As your donors gear up for the giving season, it’s more important than ever to stay in front of them with clear, simple messages about how they can support both your annual campaigns and your long-term reserves—especially with major charitable deduction changes taking effect in 2026.

Here are three key reminders that remain surprisingly overlooked, even among longtime donors.

Blue red and green string light bulbs

Promote gifts of appreciated stock

Donating long-term appreciated securities continues to be one of the most tax-efficient ways for donors to support your organization because it eliminates capital gains tax while allowing a deduction at fair market value. Donors often default to writing a check, missing out on significant tax savings—and this is important particularly after strong market performance in 2025 in many stock positions.

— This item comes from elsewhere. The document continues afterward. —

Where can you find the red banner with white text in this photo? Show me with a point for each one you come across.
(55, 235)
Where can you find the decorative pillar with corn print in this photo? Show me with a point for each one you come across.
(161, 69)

As always, the community foundation can help facilitate gifts of appreciated stock to your endowment or operating fund at the community foundation to ensure donors achieve maximum benefit before next year’s less favorable rules take effect for donors who itemize deductions.

Keep emphasizing Qualified Charitable Distributions

Even though QCDs have been around for years, many eligible donors remain unaware of them or confused about how they work. Your year-end outreach should include a clear reminder to donors age 70½ and older that they can make up to $108,000 in QCDs for 2025. With the new AGI floor and deduction cap taking effect in 2026, QCDs will become even more valuable because they bypass itemized deduction limits altogether. Encourage donors to consult their tax advisors.

Encourage donors to watch the calendar

Certain gifts—including QCDs and transfers of appreciated stock—require multiple processing steps and cannot be executed at the last minute. While of course your team moves quickly, and you also can lean on the community foundation for help, it’s best to allow several business days to ensure everything is completed properly. Remind donors that checks must be postmarked or hand-delivered by December 31, and marketable securities must fully transfer by year-end, whether through the community foundation or directly to your organization.

We look forward to working closely with you and your colleagues to help your donors finish 2025 strong and position themselves wisely ahead of the 2026 tax law changes.

Simplified Summary

As nonprofits communicate with donors this giving season—especially ahead of major 2026 tax law changes—remind them of three often-overlooked opportunities: giving appreciated stock for maximum tax efficiency, using Qualified Charitable Distributions for donors age 70½+ (up to $108,000 in 2025), and planning ahead so gifts like stock transfers and QCDs are completed before year-end. Clear, timely messaging will help donors support both your annual needs and long-term reserves while taking full advantage of 2025’s more favorable charitable giving rules.